Beef Tenderloin — They absolutely showed out here. The steak was perfectly medium rare, juicy, flavorful, and so tender it didn’t need a steak knife. The truffle-pea risotto just made sense alongside mushroom duxelles and beef — creamy, earthy, and balanced. All together, it became the perfect steak dinner. But then they went further: a five-pepper sauce as the bed of the dish added body, warmth, and spice that coated every bite, while a Parmesan foam gave a final elegant flourish. A showstopper course, flawless at every level.

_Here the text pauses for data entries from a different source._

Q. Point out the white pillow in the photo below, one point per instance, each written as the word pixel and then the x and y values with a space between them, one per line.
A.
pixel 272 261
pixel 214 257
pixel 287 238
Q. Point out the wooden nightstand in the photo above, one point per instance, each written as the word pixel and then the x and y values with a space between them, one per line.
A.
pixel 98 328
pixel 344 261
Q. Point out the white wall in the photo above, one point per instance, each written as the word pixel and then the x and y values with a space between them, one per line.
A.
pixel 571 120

Mango Lychee Dessert — I didn’t think it could get better, but the finale proved me wrong. This was the perfect series finale — bright, tropical, and light, but with depth and richness from the salted caramel ice cream. The pineapple was sweet without being too acidic, the mango was tender and perfectly ripe, and the lychee — flawless — made the last bite unforgettable. The Malibu coconut milk added subtle texture, the crispy rice gave fun crunch inside the ice cream, and the passionfruit sauce transported me straight to the beach. A butter crumble and cream layered it into a true dessert. Playful, seasonal, distinctly Vietnamese — a perfect ending to the meal.
La Badiane doesn’t rely on theatrics — it delivers consistency, refinement, and balance across the board. A cozy villa setting on a rainy night, French technique married to Vietnamese flavors, and service that makes you feel unhurried. Absolutely worth the splurge, especially if you love French food with elegance and flair.